How to Drink More Water
Many of my clients have a hard time drinking enough water. Secret is: I do too! The key to fixing this problem, is to find a way to work around it. Here are some tips and things that have worked for me and my clients:
- Add a splash of juice. I’m not suggesting that you have watered-down juice, but adding a couple tablespoons of juice can do the trick. I like to add a splash of 100% pomegranate juice to my water. Some people prefer lemon or lime juice. Just make sure it’s 100% juice and nothing with added sugar. And again, make sure it’s only a splash.
- There’s an app for that… There’s always an app! For everything! Choose one of the water tracker apps out there, and start tracking every time you drink. You can even set reminders for yourself.
- If you’re on your computer a lot, it’s a good idea to take an eye break every 20 minutes for about 20 seconds. Every time I take a break, I take a sip of water.
But how much water should you have? There are a couple ways to find out.
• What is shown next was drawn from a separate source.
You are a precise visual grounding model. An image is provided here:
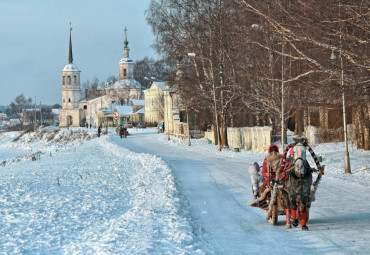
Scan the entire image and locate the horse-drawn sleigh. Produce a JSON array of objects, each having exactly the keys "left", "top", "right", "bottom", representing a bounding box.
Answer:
[{"left": 248, "top": 137, "right": 324, "bottom": 230}]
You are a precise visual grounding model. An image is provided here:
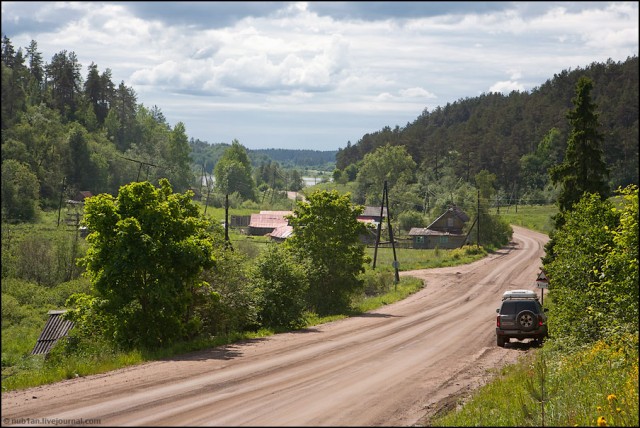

The least amount that anyone should have is 8 cups per day (64 ounces). If you want to get more specific, drink water until your pee is fairly clear. Then you know you are hydrated. If you want to get even more specific, you can do this fancy equation:
- Divide your body weight in half.
- Multiply that by 29.5 (this is how much you should have in milliliters).
- If you’re an athlete add 500 mL per hour of training.
If you haven’t been hydrating correctly, make that one of your goals this week. I guarantee you will feel better, and if you are an athlete, you will perform better as well!